COMO me temía, la mesa redonda me resultó indigesta; no me enteré de nada. A cambio, sirvió para hacerme una primera idea del talante de la doctora.
Físicamente era bajita y rechoncha, con el pelo cano y una figura que me recordó a la abuelita de Caperucita, tal como figura en los grabados antiguos. Era una de las pocas personas que usaban la indumentaria de los viejos tiempos. En la delantera de su camiseta negra había dibujado un complejo mandala que, a causa de la tripa y el generoso busto, había perdido su forma redonda para convertirse en una especie de ocho gordo y aplastado. En vivo ya no resultaba tan graciosa. Eclipsó a sus compañeros de mesa, y no digamos al pobre moderador. Sus explicaciones eran precisas (y supongo que claras para los micólogos) y las réplicas a quienes osaban contradecirla, afiladas como escalpelos. Lo sentí por los más novatos, que sudaban tinta con ella. A los más viejos del lugar no lograba amedrentarlos, aunque los exasperaba de mala manera. Disfruté como espectador con aquel duelo verbal, ella contra todos, sin achicarse. Me habría gustado entender del tema para saber quién ganó.
La mesa redonda finalizó y las setas luminiscentes del techo aumentaron su brillo para guiar a la gente hasta la puerta. Vi que la doctora saludaba brevemente a un par de personas y se marchaba sin más ceremonias. Tuve que apresurarme para interceptarla.
—¿Doctora Torres?
Ella se detuvo y me observó. No se extrañó en apariencia de que un extranjero la interpelara. Su mirada era fría y escrutadora. Como no parecía dispuesta a soltar prenda, me vi en la necesidad de iniciar la conversación.
—Disculpe mi osadía. Soy Theo Zimmer, agregado comercial del consulado corporativo en Mycota, y deseo presentarle mis respetos.
—Y preguntarme por la muerte de Samuel Carrión, ¿verdad?
Caramba, directa al grano. No detecté hostilidad, sólo frialdad. Decidí ser franco con ella.
—Sí. Trabajaba en el consulado y su caso nos ha dejado atónitos. Tenemos curiosidad por saber qué…
—La curiosidad es la madre de la Ciencia —me cortó—, pero ahora no me apetece hablar del tema. Tengo cosas que hacer.
—¿Podría visitarla más adelante, cuando a usted le conviniera?
—Obre como le plazca. Buenas tardes.
Partió sin más ceremonias, dejándome plantado. Pero yo era joven y perseverante, así que me prometí tomarle la palabra y entrevistarme con ella en un futuro próximo.
Salí de la carpa y paseé sin prisas hacia el hotel. No había caminado ni cien metros cuando alguien me saludó a mis espaldas:
—Buenas tardes, señor.
Me volví. Hacia mí se dirigía un hombre pulcramente vestido, con un bello diseño de Mondrian en su túnica plateada. De su cuello pendía un collar de cuentas de azabache con formas complejas, imitando símbolos arcanos. Era delgado y de tez pálida, con una cara que me recordó a la de una momia y el pelo negro y muy corto. Se movía con un aire distinguido y cortés.
—Resulta inusual que un extranjero participe en el Memorial Font Quer —pareció caer en la cuenta y compuso un gesto de disculpa—. Perdone mi atrevimiento. Me presentaré. Soy el doctor León Gólovin.
Intenté disimular mi estupefacción. Hablando del rey de Roma…

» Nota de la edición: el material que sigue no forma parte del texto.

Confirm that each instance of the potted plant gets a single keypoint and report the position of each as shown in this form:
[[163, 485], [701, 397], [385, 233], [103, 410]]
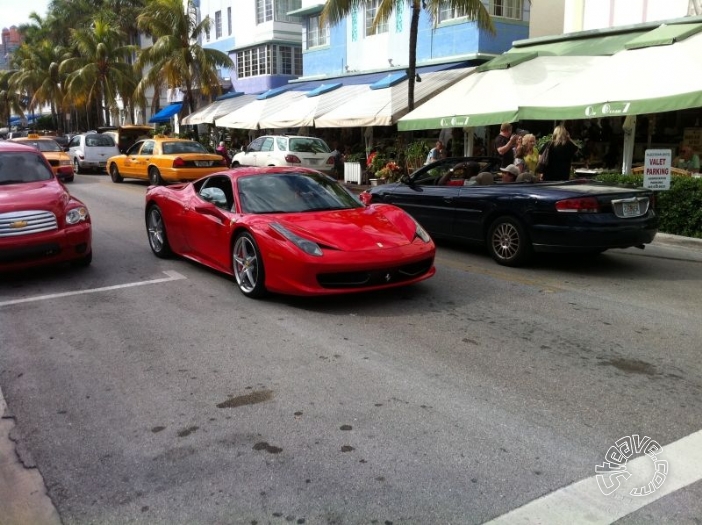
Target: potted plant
[[354, 164], [416, 154]]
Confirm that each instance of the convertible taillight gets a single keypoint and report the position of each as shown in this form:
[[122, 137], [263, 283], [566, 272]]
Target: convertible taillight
[[579, 205], [293, 159]]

—Encantado, doctor Gólovin. Theo Zimmer, agregado comercial del consulado corporativo —le estreché la mano, y me transmitió una curiosa impresión de fragilidad.
—El gusto es mío —hubo una incómoda pausa, como si no supiera de qué modo proseguir, hasta que al final se arrancó—. Me pareció haberle visto conversar con la doctora Torres. Desconocía que le interesara la Biotecnología…
—Soy un completo lego en la materia. Sólo intentaba recabar información de lo acontecido a un trabajador del consulado, que también mantenía relación laboral con la doctora.
—Ah, creo haber leído algo sobre ese suceso —quedó pensativo; yo estaba seguro de que conocía del tema muchísimo más, así que aguardé a ver por dónde salía—. Me gustaría conversar más detenidamente con usted, pero me reclaman otras obligaciones. Estaré encantado de que nos veamos otra vez, por si pudiera proporcionarle algún dato que le interesara. Puede usted visitarme cuando desee.
Me entregó una tarjeta (¡de cartulina, como en la antigüedad!), me obsequió con algunas cortesías más y se fue. Yo me dirigí hacia el hotel, preguntándome qué sabría él en realidad sobre el delito del pobre Samuel. Recordé las palabras del cronista Campoy. A estas alturas, yo estaba aún más intrigado que Súñer por la muerte de aquel níscalo.